The lump sum to providers was based on the number of GAMC recipients receiving care at each facility, and was not dependent on the amount of procedures. Hence, reimbursement was converted to a per-person annual payment model, away from the prior model of reimbursing providers for procedures.
States can and should be laboratories for reforms. Other states, health care payers (employers groups and union plans), and even the federal government should consider Minnesota's pricing reform approach that Pawlenty pioneered.
While this was a step in the right direction, Pawlenty left the governor's office in January 2011; unfortunately, the new Democratic governor has partially dismantled this reform. Under Obamacare, the new Medicaid eligibility rules allow broader eligibility criteria, and Minnesota is now moving thousands of people from the newly redefined, innovative GAMC program to Medicaid. Medicaid, of course, continues the broken model: A payment system where the more procedures that providers supply, the more taxpayers pay.
Meanwhile, there is a dirty word in the health care debate: rationing. It inflames passions in many quarters. But the United States needs a grown-up conversation about health care rationing.

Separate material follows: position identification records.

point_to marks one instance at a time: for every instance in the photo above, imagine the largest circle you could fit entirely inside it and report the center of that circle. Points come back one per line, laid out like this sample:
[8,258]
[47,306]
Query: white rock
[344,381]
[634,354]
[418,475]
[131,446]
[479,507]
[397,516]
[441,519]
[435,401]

Americans realize that, for transportation, not everyone can drive a BMW to work. Yet there is a basic understanding that some mode of transportation is necessary for people to get to work. In contrast, when it comes to health care Americans expect that everyone should get the best and/or most-expensive care. This results from a sense of entitlement that sooner or later must change. In no other sphere of public life does this exist, whether it's in education, transportation, or any other area.
Related to rationing is individual responsibility. That too has to change. No matter what their health habits and practices are, Americans are now getting subsidies and a new entitlement to buy health insurance. Compare it to driving. If you've had two convictions for driving under the influence and don't carry car insurance, no one expects that the government would give you a free luxury car and pay for your insurance. Yet on one level, that is what is happening in health care and health insurance. Our health care culture must change.
Big Changes on the Way
The recent health care reform package passed by Congress, however, missed making dramatic and needed shifts in the pricing model and supply model of health insurance. So even as the health care and health insurance industries might need structural changes–what some call "reform the reform"–today insurance agents and brokers must deal with the actual implementation of the Patient Protection and Affordable Care Act of 2010.